Re: rtm and uucp
21 Nov 1988 20:11 EST

        From!law Mon Nov 21 18:22:58 1988
        Date: 13 Nov 88 19:24:53 GMT
        Organization: University of Delaware
        Message-Id: <5356@louie.udel.EDU>
        References: <8409@alice.UUCP>, <8597@rpp386.Dallas.TX.US>
        Subject: Re: rtm and uucp

        In article <8597@rpp386.Dallas.TX.US> jfh@rpp386.Dallas.TX.US (John F. Haugh II) writes:
>It would be so nice if someone would undertake a security audit to
>insure that work other college students did, which *is* currently
>in production, doesn't contain any surprizes.
>Our friendly enchilada may not be the only prankster out there ...
        I sincerely hope you are not making a general statement about college
        students.

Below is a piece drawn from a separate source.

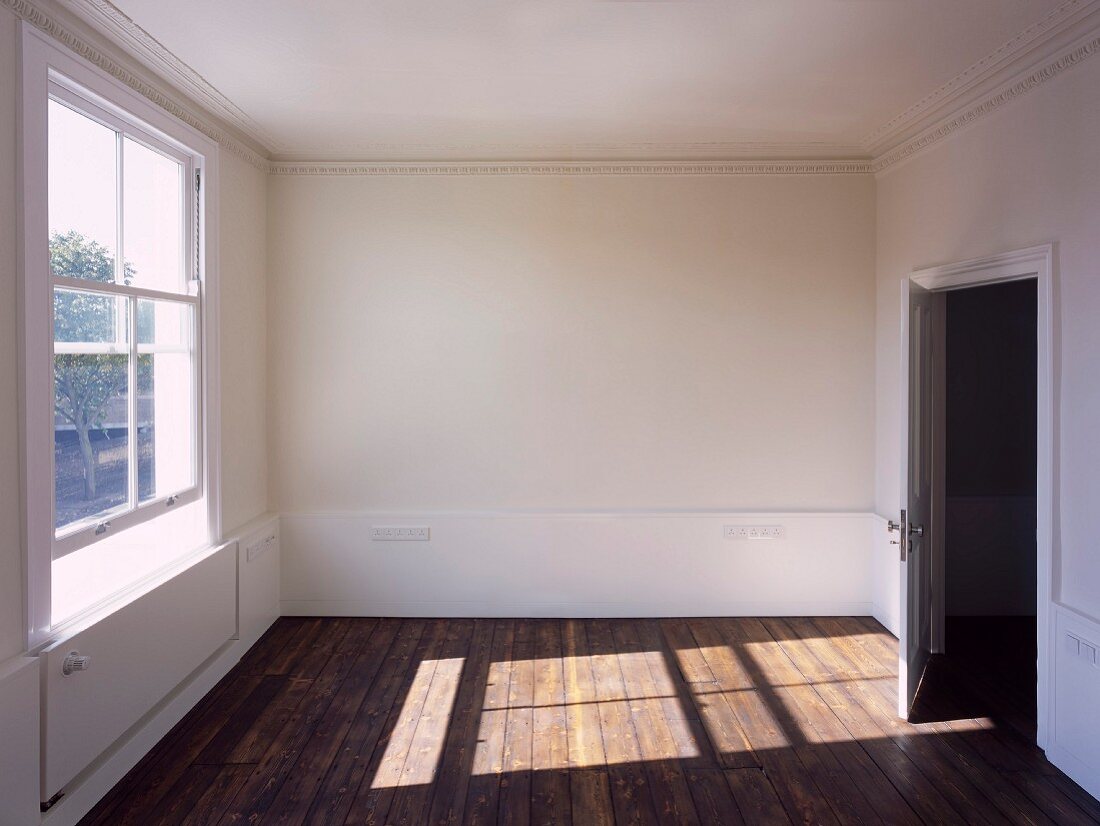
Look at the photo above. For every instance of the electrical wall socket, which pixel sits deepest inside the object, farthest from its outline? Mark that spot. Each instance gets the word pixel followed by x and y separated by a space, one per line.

I take great pride in the fact that UDel allows some students
        to work at the system level, even in system administration, I happen
        to be one of those students and have taken slight offense to the recent
        messages that seem to knock college students as being like RTM. Not
        all of us write worms and think about how to break security in our spare

        Jeffrey A Law
        University of Delaware PHONE: (302)-451-8005, (302)-451-6339
        ARPA: law@udel.EDU, UUCP: ...!<your_favorite_arpa_gateway>!!law

the computer aided engineering network (caen) at the university of michigan depends
on a core of 23 fulltime professionals and a roughly equal number of "student"
professionals to maintain our network of 500+ apollos, 50+ suns, 350 macs and maciis
and assorted ibm machines. the distinction is mostly an artificial one, emphasizing
a difference in pay, rather than responsibility or skill. these students are help
maintain basic systems services, software development and (perhaps not surprisingly)
systems security. they are routinely given the root password and determine with
the rest of the systems group who else also requires its use. there has never been
any question of their integrity.

the suggestion that college students are any more unreliable as a group than, for
example, professional systems staff, is unfounded. people respond as they are treated;
if treated as responsible members of the computing community, in general, they will
respond in kind. if constantly placed in an adversarial role, they become your nemesis.